New electronic tattoo can read emotions

New electronic tattoo can read emotions

New electronic tattoo can read emotions

Scientists have created a new adhesive "electronic tattoo" that can read emotions, an advance that can improve muscle control of amputees and patients with brain injuries.

The tattoo consists nanotechnology-based conductive polymer coating that enhances the carbon electrode's performance.

It records a strong, steady signal for hours on end without irritating the skin.
The electrode, developed by Yael Hanein of Tel Aviv University in Israel, may improve the therapeutic restoration of damaged nerves and tissue - and may even lead to new insights into our emotional life.

One major application of the new electrode is the mapping of emotion by monitoring facial expressions through electric signals received from facial muscles.

"The ability to identify and map people's emotions has many potential uses," said Hanein.

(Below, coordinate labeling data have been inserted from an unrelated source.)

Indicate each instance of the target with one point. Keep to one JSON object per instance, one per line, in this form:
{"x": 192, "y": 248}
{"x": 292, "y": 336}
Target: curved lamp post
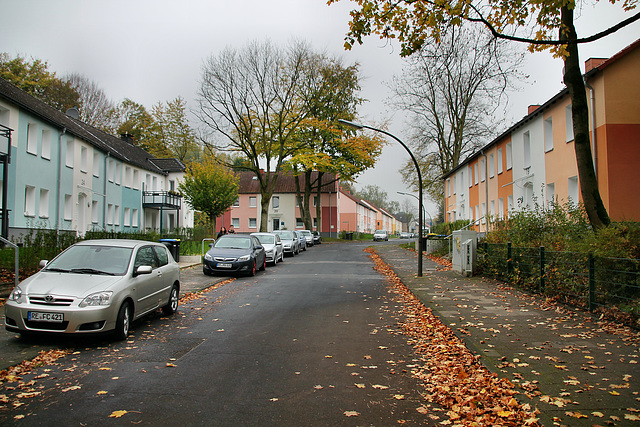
{"x": 358, "y": 126}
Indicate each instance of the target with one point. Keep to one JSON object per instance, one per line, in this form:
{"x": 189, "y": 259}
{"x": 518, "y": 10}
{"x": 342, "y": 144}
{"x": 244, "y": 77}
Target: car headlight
{"x": 15, "y": 295}
{"x": 97, "y": 299}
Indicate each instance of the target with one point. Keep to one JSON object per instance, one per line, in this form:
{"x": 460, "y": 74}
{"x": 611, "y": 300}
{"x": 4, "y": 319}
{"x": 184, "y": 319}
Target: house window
{"x": 84, "y": 160}
{"x": 29, "y": 201}
{"x": 32, "y": 138}
{"x": 46, "y": 144}
{"x": 96, "y": 165}
{"x": 134, "y": 218}
{"x": 68, "y": 207}
{"x": 491, "y": 166}
{"x": 526, "y": 145}
{"x": 110, "y": 214}
{"x": 69, "y": 155}
{"x": 551, "y": 194}
{"x": 574, "y": 190}
{"x": 44, "y": 203}
{"x": 94, "y": 211}
{"x": 569, "y": 122}
{"x": 548, "y": 134}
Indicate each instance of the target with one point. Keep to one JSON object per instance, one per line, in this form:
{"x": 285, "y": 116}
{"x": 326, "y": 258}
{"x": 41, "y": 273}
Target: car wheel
{"x": 172, "y": 305}
{"x": 123, "y": 321}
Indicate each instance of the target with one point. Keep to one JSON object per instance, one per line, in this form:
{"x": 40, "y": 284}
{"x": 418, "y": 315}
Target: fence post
{"x": 542, "y": 262}
{"x": 592, "y": 282}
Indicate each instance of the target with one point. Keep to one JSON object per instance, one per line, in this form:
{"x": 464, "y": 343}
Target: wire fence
{"x": 610, "y": 286}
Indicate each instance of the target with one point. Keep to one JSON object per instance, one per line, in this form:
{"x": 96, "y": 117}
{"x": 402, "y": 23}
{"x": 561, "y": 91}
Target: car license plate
{"x": 45, "y": 317}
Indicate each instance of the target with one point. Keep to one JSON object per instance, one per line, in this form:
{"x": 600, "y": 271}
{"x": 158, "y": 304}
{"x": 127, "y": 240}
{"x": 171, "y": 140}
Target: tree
{"x": 209, "y": 188}
{"x": 333, "y": 90}
{"x": 171, "y": 135}
{"x": 94, "y": 105}
{"x": 452, "y": 90}
{"x": 415, "y": 22}
{"x": 252, "y": 101}
{"x": 35, "y": 78}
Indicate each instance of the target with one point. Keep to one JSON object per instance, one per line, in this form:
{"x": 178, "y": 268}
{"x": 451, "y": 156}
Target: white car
{"x": 380, "y": 235}
{"x": 96, "y": 286}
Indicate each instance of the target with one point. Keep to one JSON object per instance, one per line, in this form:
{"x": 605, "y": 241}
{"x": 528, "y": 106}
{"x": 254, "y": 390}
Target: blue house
{"x": 61, "y": 173}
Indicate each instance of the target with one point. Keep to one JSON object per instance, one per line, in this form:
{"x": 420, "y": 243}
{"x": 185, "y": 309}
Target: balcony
{"x": 161, "y": 200}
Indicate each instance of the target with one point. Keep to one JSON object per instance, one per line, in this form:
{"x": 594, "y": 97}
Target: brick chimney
{"x": 592, "y": 63}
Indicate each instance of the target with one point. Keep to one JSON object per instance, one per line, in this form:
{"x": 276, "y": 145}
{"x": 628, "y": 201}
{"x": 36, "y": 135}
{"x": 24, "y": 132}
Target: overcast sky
{"x": 152, "y": 50}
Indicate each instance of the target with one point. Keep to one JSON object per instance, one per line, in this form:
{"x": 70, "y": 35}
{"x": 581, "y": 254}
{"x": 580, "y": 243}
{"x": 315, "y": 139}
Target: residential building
{"x": 60, "y": 173}
{"x": 533, "y": 162}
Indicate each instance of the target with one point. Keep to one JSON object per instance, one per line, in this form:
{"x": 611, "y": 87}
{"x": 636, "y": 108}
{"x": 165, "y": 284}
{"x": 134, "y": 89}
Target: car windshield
{"x": 92, "y": 259}
{"x": 233, "y": 242}
{"x": 286, "y": 235}
{"x": 266, "y": 239}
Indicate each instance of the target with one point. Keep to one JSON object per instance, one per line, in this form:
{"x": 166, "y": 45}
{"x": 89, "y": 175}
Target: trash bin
{"x": 174, "y": 247}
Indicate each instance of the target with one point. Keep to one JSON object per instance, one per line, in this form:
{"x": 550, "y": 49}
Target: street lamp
{"x": 423, "y": 209}
{"x": 358, "y": 126}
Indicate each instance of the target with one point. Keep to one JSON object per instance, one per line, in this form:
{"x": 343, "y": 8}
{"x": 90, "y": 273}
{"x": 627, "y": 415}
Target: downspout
{"x": 104, "y": 206}
{"x": 594, "y": 138}
{"x": 59, "y": 177}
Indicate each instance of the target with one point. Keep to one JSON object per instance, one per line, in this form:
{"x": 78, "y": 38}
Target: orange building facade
{"x": 534, "y": 163}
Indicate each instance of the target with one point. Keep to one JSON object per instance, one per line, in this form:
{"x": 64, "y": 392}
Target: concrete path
{"x": 576, "y": 369}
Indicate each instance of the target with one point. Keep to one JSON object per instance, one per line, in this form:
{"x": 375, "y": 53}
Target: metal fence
{"x": 607, "y": 285}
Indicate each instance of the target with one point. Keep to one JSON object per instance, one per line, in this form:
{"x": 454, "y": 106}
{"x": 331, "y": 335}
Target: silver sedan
{"x": 96, "y": 286}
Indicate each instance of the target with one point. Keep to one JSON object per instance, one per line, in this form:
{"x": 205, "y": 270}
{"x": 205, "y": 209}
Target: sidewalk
{"x": 577, "y": 370}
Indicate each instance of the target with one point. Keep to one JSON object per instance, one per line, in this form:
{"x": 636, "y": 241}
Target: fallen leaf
{"x": 117, "y": 414}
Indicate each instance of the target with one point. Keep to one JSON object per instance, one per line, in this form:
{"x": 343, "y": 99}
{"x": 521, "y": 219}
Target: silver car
{"x": 272, "y": 246}
{"x": 96, "y": 286}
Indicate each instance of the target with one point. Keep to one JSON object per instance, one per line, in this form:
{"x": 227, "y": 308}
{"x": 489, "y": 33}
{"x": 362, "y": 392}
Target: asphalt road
{"x": 310, "y": 341}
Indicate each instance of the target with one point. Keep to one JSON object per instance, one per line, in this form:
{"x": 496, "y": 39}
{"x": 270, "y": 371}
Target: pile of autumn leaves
{"x": 451, "y": 374}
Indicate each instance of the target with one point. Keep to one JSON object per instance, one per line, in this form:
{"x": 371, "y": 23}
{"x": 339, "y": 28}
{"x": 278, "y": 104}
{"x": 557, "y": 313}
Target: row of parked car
{"x": 247, "y": 253}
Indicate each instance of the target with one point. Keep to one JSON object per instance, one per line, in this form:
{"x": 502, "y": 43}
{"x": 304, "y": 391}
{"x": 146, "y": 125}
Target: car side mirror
{"x": 143, "y": 269}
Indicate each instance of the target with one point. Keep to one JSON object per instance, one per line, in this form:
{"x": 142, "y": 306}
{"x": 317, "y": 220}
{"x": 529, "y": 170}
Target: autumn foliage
{"x": 451, "y": 375}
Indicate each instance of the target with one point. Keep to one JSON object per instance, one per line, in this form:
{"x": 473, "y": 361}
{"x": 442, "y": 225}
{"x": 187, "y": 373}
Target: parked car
{"x": 95, "y": 286}
{"x": 272, "y": 246}
{"x": 380, "y": 235}
{"x": 302, "y": 241}
{"x": 290, "y": 243}
{"x": 235, "y": 253}
{"x": 308, "y": 236}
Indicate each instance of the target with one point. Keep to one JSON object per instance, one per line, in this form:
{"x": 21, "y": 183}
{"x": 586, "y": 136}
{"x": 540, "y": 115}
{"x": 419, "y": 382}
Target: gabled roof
{"x": 116, "y": 147}
{"x": 285, "y": 183}
{"x": 564, "y": 92}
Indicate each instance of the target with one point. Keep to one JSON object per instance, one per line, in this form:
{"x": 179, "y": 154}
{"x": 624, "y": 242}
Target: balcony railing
{"x": 161, "y": 199}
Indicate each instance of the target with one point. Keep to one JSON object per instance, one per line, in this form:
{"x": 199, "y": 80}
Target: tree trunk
{"x": 594, "y": 207}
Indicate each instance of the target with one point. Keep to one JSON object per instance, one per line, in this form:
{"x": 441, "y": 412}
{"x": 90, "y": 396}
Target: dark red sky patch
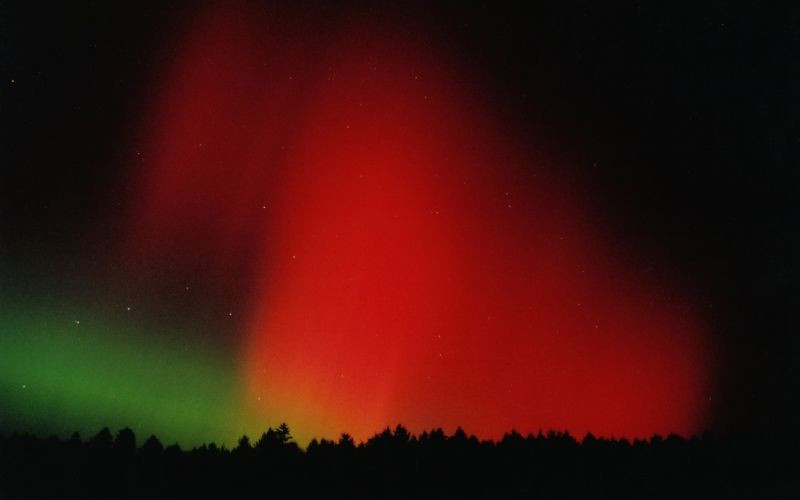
{"x": 359, "y": 193}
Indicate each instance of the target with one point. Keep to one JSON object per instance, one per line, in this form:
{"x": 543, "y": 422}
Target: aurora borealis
{"x": 333, "y": 221}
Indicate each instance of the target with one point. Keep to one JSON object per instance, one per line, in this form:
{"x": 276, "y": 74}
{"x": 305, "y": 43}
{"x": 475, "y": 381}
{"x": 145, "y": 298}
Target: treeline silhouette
{"x": 395, "y": 464}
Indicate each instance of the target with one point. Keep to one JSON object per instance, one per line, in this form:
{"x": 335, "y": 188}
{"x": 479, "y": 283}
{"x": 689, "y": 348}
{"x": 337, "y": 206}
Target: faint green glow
{"x": 62, "y": 371}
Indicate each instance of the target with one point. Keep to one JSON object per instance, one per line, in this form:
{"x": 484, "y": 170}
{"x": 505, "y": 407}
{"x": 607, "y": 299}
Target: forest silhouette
{"x": 396, "y": 464}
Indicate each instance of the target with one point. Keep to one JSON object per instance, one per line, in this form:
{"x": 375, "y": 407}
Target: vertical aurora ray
{"x": 391, "y": 251}
{"x": 62, "y": 374}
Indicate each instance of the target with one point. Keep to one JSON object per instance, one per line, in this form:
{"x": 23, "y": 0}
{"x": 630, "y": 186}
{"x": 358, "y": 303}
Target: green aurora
{"x": 60, "y": 374}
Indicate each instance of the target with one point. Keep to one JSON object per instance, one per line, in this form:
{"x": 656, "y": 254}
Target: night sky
{"x": 216, "y": 217}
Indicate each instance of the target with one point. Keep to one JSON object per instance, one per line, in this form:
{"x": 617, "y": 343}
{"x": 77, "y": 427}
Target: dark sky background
{"x": 682, "y": 121}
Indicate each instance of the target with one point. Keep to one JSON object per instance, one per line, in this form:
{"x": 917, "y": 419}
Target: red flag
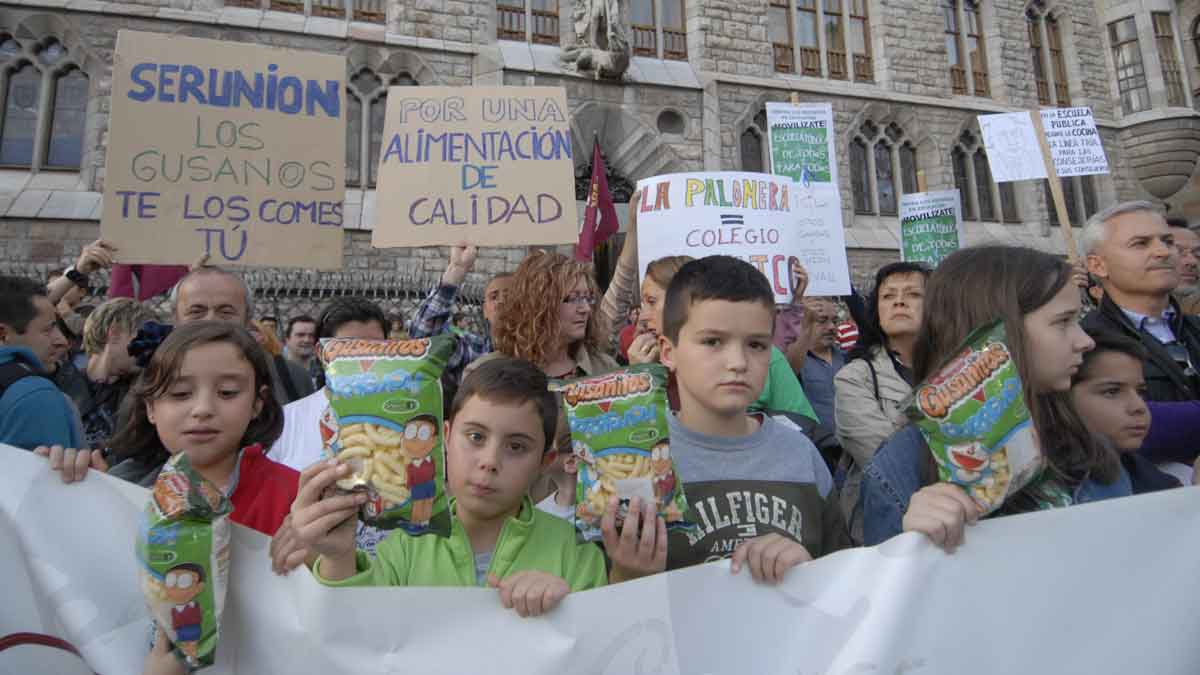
{"x": 600, "y": 215}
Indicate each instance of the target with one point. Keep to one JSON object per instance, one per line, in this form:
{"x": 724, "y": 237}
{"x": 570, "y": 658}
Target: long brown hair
{"x": 975, "y": 286}
{"x": 138, "y": 438}
{"x": 528, "y": 324}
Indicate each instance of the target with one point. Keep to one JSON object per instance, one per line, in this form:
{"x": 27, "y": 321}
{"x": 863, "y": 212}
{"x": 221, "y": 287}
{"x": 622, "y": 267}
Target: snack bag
{"x": 387, "y": 400}
{"x": 184, "y": 550}
{"x": 619, "y": 435}
{"x": 973, "y": 417}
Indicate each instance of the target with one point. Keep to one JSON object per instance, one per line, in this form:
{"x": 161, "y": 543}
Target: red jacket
{"x": 264, "y": 493}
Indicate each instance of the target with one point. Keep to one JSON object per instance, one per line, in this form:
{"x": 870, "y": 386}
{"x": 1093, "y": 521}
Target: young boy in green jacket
{"x": 497, "y": 436}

"Advertisers, pollsters, media professionals, and others - all want to test people's reactions to various products and situations," he said.

"Researchers worldwide are trying to develop methods for mapping emotions by analysing facial expressions, mostly via photos and smart software," Hanein added.
"But our skin electrode provides a more direct and convenient solution," he said.

The device was first developed as an alternative to electromyography, a test that assesses the health of muscles and nerve cells.

It is an uncomfortable and unpleasant medical procedure that requires patients to lie sedentary in the lab for hours on end.

Often a needle is stuck into muscle tissue to record its electrical activity, or patients are swabbed with a cold, sticky gel and attached to unwieldy surface electrodes.

"Our tattoo permits patients to carry on with their daily routines, while the electrode monitors their muscle and nerve activity," said Hanein.

According to him, the new skin electrode has other important therapeutic applications.

The tattoo can be used to monitor the muscle activity of patients with neurodegenerative diseases.

"The physiological data measured in specific muscles may be used in the future to indicate the alertness of drivers on the road; patients in rehabilitation following stroke or brain injury may utilise the 'tattoo' to improve muscle control; and amputees may employ it to move artificial limbs with remaining muscles," said Hanein.